Date of this Version


Document Type

Miscellaneous Material

Publication Details

Wade, J. (2012). Family property reform in British Columbia— the rule of discretion and the discretion of rules. Delivered at British Columbia University Law Faculty, 1-32.

© Copyright John Wade, 2012


This paper provides a helicopter and speculative view of the new property division sections of the Family Law Act (FLA) 2011 in British Columbia, Canada. The comments are made from the perspective of an outsider, from his experience as a lawyer, mediator and family law reform adviser particularly in Australia. The paper assumes that all family property reform laws necessarily address similar international and historic patterns of family behaviour, with a predictable range of solutions on a rule-discretion spectrum in different cultures and regions. The paper relies upon various assumptions that are based upon international trends. All of these assumptions may be confirmed or qualified by statistical studies and anecdotal reflections in BC and the rest of Canada.

The paper suggests that:

• The FLA initially provides that rules with a degree of certainty will govern the division of family property in BC in the future. In reality, rules travel in pairs. The vast majority of marriages and relationships will be governed by vague and currently unknown mystery maths. However, there are some standard and helpful templates for each line of uncertainty.

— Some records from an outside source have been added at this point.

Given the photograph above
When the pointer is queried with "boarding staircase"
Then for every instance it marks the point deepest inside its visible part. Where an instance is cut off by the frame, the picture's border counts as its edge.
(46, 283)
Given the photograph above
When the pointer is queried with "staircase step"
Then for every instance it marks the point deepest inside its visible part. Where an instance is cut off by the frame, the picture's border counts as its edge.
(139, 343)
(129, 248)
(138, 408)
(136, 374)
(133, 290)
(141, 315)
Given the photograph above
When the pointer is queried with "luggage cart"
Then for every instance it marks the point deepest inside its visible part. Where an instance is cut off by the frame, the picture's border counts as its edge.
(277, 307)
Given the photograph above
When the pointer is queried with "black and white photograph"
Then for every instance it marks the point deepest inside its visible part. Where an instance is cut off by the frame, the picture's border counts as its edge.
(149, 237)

• At least a decade of mystery maths will have some unintended social consequences.

• Added pressures to the stressed court system, and other factors in BC, will predictably lead to a decrease in the number of awards, agreements and variations of spousal support (both “compensation” and “needs” based). This is a shift away from periodic, lifelong and variable towards (cyclically once again) more lump sum, short term and clean break spousal support.

• Another consequence of the high transaction costs of narrowing down the new mystery maths will be that in BC, there will be one form of family property “settlement law” for the rich, and another for the poor and middle class.